Imagine a galaxy teeming with planets orbiting not one, but two suns—a celestial spectacle straight out of Star Wars. Yet, despite the allure of these 'Tatooine-like' worlds, they remain astonishingly rare. Why are these double-sun planets so elusive? New research from the University of California, Berkeley, suggests the answer lies in the very fabric of the universe: Einstein’s theory of general relativity. But here’s where it gets controversial—could the same laws that govern the cosmos be quietly erasing these planets from existence? Let’s dive in.
For years, astronomers have scratched their heads over this mystery. After all, most stars are born in pairs, and planets typically form alongside them. So, where are all the double-sun worlds? The Berkeley study (https://news.berkeley.edu/2026/01/30/why-are-tatooine-planets-rare-blame-general-relativity/) reveals a surprising culprit: the gravitational dance between binary stars and their planets. Unlike a single-star system, where orbits are relatively stable, planets in binary systems face a constantly shifting gravitational tug-of-war. This causes their orbits to slowly rotate—a process called orbital precession—similar to a spinning top wobbling as it spins.
And this is the part most people miss: the stars themselves are also in motion, precessing due to relativistic effects. Over millions of years, tidal forces pull the stars closer together, speeding up their orbit. Meanwhile, the planet’s orbit slows down. When their rhythms eventually sync up, chaos ensues. The planet’s orbit stretches, swinging it dangerously close to the stars at times and flinging it far away at others. As Mohammad Farhat, a UC Berkeley postdoc, explains, ‘The planet either gets too close and is destroyed, or it’s ejected entirely.’ Only planets orbiting far from the stars escape this fate—but those are the ones our telescopes struggle to detect.

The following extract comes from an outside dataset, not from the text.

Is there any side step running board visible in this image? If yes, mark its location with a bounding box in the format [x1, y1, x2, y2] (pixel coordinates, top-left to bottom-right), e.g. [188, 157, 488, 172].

Here’s the kicker: Kepler and TESS, our planet-hunting telescopes, expected to find hundreds of these circumbinary planets, especially around tight binary systems. Instead, they’ve confirmed just 14, mostly orbiting loosely bound stars. There’s a glaring desert of planets around binaries that orbit each other in less than seven days—precisely where we’d expect to find them. Why? Relativity and orbital chaos conspire to clear out this region, pushing planets into unstable orbits until they’re either ejected or destroyed.
But is this the whole story? Some scientists argue that these planets might form more often than we think, only to be swiftly erased by these cosmic forces. Others wonder if there are undiscovered mechanisms that could stabilize their orbits. What do you think? Is the universe truly as empty of double-sun worlds as it seems, or are we missing something? Let’s spark a debate in the comments—do you believe these planets are rare by nature, or is physics simply stacking the odds against them?